En y réfléchissant un peu, j’admis qu’il avait raison.

– Sans compter, poursuivit Rolly, qu’au moment où Tess a le plus besoin de son soutien, de son amour, puisqu’elle est mourante, Cynthia pourrait être folle de rage contre elle.

– Je n’y avais pas pensé.

– Elle peut très bien se sentir trahie. Avoir le sentiment que sa tante n’avait pas à lui cacher cette information pendant toutes ces années. Qu’elle était en droit de savoir. Ce serait légitime.

Je hochai la tête, puis m’interrompis.

– Mais moi qui viens juste de l’apprendre, si je ne lui en parle pas tout de suite, dans son esprit, je la trahis de la même façon que Tess l’a fait, non ?

Rolly me dévisagea en souriant.

– C’est pour ça que je suis bien content que ce soit à loi de prendre une décision et pas à moi, mon ami.

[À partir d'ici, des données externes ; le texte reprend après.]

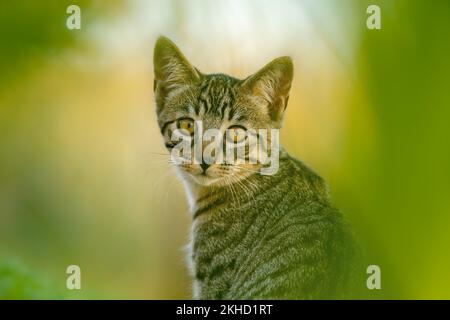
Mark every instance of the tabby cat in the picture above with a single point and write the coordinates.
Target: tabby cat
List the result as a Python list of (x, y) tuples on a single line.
[(253, 236)]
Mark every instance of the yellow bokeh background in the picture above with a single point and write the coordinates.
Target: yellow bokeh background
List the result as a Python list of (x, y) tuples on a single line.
[(83, 174)]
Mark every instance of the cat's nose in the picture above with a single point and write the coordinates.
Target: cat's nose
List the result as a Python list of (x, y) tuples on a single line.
[(204, 166)]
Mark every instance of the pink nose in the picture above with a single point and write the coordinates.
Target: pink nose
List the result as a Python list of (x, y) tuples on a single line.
[(204, 166)]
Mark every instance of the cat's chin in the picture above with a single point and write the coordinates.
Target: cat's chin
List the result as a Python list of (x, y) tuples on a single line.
[(200, 179)]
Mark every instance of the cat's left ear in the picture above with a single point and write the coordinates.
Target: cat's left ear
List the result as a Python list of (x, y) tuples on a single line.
[(272, 84), (173, 72)]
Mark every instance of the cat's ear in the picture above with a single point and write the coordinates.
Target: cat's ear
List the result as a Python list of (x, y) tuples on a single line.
[(172, 70), (272, 84)]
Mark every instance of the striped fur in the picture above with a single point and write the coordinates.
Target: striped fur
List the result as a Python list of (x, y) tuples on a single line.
[(253, 236)]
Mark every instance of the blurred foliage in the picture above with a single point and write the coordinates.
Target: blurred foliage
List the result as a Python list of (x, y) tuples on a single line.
[(16, 282)]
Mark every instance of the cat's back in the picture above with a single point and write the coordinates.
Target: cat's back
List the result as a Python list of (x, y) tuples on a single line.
[(306, 249)]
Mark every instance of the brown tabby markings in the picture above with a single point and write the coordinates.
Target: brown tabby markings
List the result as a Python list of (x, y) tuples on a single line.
[(253, 236)]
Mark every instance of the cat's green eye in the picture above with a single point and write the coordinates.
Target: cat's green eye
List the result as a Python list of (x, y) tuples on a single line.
[(236, 134), (186, 124)]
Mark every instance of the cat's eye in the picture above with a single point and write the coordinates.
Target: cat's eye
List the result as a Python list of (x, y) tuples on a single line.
[(186, 124), (236, 134)]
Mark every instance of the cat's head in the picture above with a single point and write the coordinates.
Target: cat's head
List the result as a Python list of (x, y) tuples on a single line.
[(185, 97)]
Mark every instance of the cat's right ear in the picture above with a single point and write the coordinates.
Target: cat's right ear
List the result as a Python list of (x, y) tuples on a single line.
[(172, 71)]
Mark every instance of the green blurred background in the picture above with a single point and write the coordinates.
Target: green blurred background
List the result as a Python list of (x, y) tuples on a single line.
[(82, 181)]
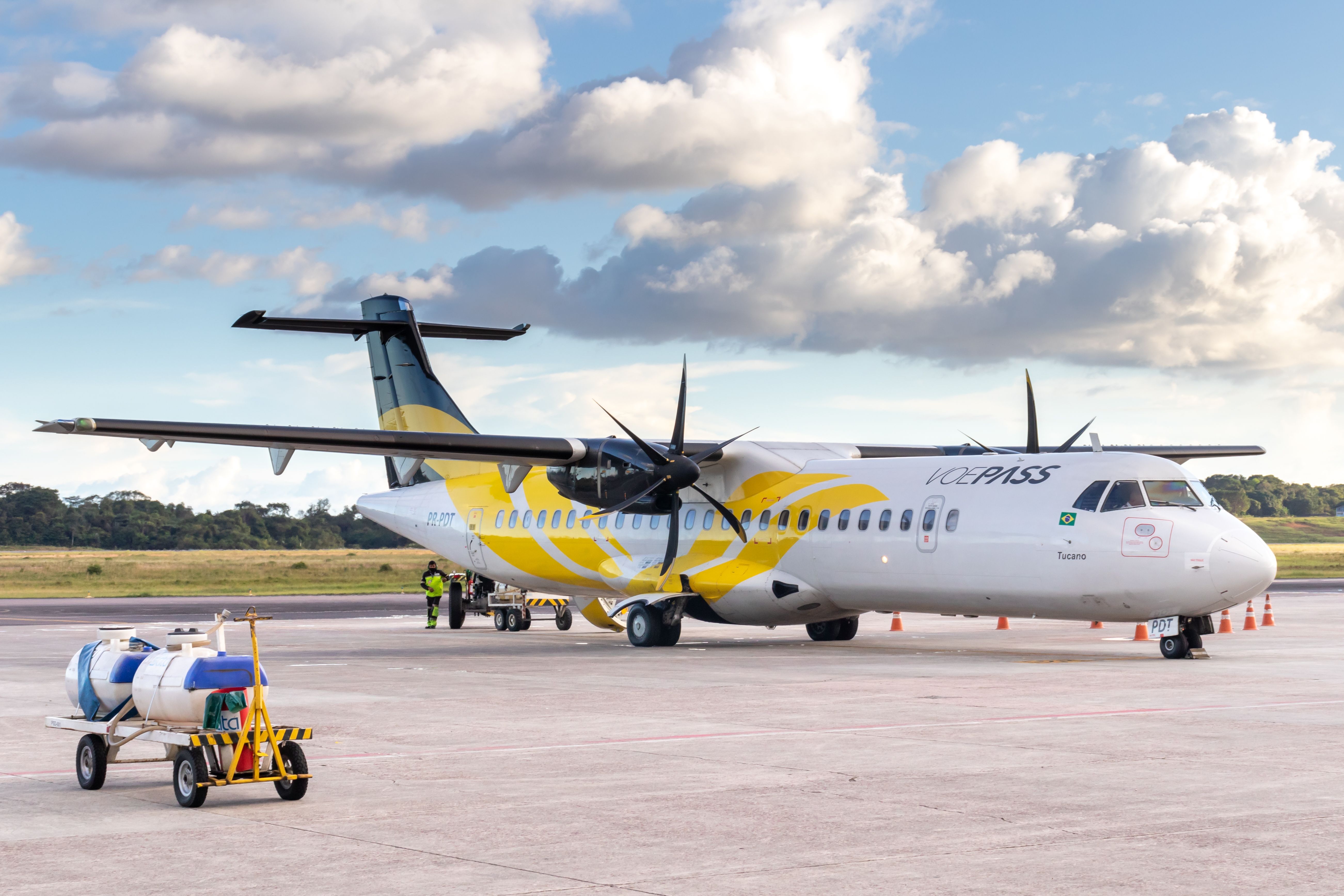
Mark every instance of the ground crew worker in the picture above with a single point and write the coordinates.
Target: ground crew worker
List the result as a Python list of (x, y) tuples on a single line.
[(433, 585)]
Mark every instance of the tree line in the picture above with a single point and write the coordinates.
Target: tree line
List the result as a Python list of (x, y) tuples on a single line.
[(135, 522), (1272, 496)]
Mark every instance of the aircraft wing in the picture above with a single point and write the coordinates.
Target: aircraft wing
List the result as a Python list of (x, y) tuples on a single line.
[(454, 447)]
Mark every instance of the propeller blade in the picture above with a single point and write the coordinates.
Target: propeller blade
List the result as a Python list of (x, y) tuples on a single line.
[(1033, 437), (628, 502), (728, 515), (673, 534), (721, 445), (1074, 437), (679, 426), (658, 457), (986, 447)]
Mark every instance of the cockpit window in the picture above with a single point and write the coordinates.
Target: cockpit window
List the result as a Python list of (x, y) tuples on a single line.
[(1171, 494), (1092, 496), (1123, 495)]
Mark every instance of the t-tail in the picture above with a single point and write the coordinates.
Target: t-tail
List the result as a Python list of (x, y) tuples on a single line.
[(409, 394)]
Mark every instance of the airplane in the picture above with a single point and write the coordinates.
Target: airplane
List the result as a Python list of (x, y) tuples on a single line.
[(771, 534)]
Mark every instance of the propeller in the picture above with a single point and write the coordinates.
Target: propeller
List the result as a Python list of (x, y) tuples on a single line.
[(677, 472), (1033, 434)]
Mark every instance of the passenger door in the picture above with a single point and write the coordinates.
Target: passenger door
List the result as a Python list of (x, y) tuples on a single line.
[(927, 525), (474, 541)]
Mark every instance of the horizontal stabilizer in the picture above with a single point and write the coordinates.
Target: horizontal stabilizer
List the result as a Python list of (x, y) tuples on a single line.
[(357, 328)]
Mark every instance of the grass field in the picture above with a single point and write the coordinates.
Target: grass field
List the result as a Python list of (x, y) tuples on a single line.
[(1298, 530), (66, 574)]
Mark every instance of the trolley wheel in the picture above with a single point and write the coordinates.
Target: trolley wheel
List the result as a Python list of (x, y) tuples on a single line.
[(295, 762), (92, 762), (187, 769), (456, 612)]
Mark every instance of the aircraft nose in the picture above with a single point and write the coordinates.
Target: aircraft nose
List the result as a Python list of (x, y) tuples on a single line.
[(1242, 570)]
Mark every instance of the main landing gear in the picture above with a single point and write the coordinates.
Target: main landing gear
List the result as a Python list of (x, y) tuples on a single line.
[(835, 629)]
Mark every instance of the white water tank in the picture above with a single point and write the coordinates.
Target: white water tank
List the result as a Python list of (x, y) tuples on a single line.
[(171, 686), (112, 668)]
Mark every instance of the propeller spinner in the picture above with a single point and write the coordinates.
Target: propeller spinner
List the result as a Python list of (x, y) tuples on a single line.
[(675, 472)]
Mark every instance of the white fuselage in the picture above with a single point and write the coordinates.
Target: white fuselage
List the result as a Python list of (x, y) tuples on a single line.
[(1011, 553)]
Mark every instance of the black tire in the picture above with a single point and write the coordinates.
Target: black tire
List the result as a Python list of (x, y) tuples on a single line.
[(847, 628), (298, 764), (824, 631), (1174, 647), (456, 612), (671, 635), (644, 627), (187, 770), (92, 762)]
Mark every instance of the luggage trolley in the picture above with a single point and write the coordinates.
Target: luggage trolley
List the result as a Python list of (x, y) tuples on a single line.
[(202, 757)]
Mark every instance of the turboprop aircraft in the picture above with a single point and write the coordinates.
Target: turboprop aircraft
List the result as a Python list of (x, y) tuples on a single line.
[(769, 534)]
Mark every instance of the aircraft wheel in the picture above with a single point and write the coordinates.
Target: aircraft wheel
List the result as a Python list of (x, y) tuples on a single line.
[(189, 769), (92, 762), (824, 631), (671, 635), (643, 627), (1174, 647), (456, 612)]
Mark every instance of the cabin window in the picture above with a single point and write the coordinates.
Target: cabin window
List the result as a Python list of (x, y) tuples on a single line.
[(1171, 494), (1123, 496), (1092, 496)]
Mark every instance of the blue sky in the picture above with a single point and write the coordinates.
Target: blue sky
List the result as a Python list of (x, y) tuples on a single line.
[(858, 221)]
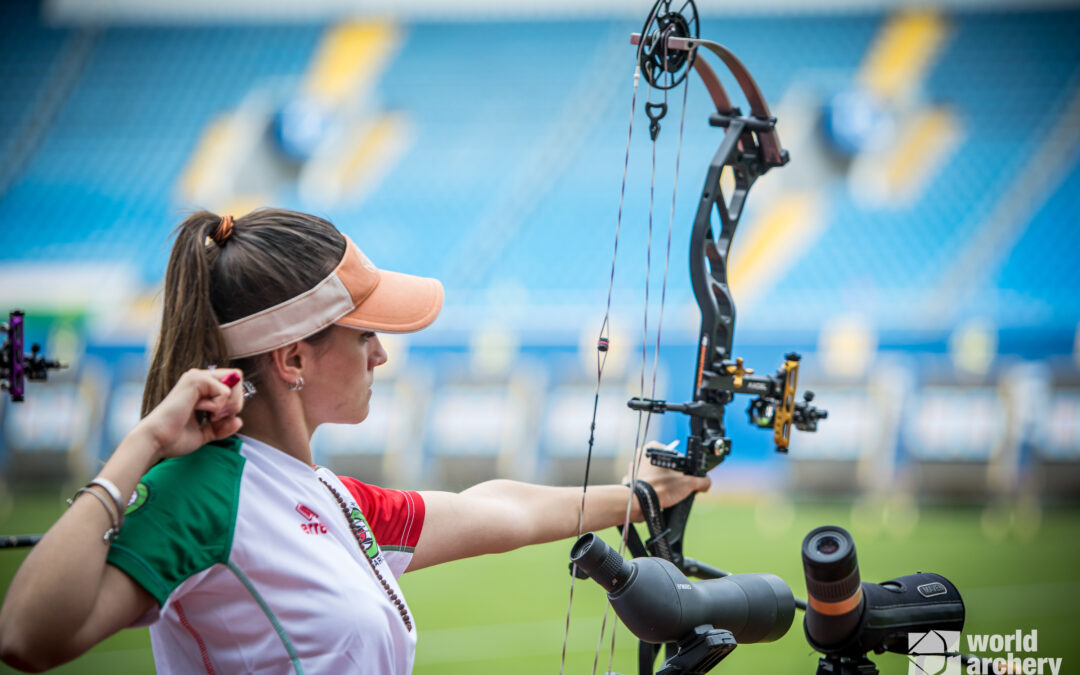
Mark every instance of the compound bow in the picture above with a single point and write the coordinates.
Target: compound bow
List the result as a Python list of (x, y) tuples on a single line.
[(667, 50)]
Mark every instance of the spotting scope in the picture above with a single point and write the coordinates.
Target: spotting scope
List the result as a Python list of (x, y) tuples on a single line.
[(847, 617), (659, 604)]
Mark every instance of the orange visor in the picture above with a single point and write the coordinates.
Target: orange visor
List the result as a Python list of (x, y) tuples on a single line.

En rentrant à la maison, je vis la voiture de Cynthia dans l’allée, et un véhicule inconnu garé sur le trottoir. Une Toyota gris métallisé, le genre de voiture lambda qu’on oublie aussitôt après l’avoir regardée.

Je franchis la porte d’entrée, et découvris Cynthia dans le canapé du salon, en face d’un homme trapu, costaud, presque chauve, au teint olivâtre. Ils se levèrent tous les deux à mon arrivée, et ma femme s’avança vers moi.

– Salut, chéri, dit-elle, un sourire forcé aux lèvres.

– Salut, mon cœur.

Puis je me tournai vers l’homme et lui tendis la main, qu’il me serra avec assurance.

– Bonsoir.

– Monsieur Archer, répondit-il d’une voix profonde, presque onctueuse.

– Voici M. Abagnall, annonça Cynthia. C’est le détective privé que j’ai engagé pour découvrir ce qui est arrivé à ma famille.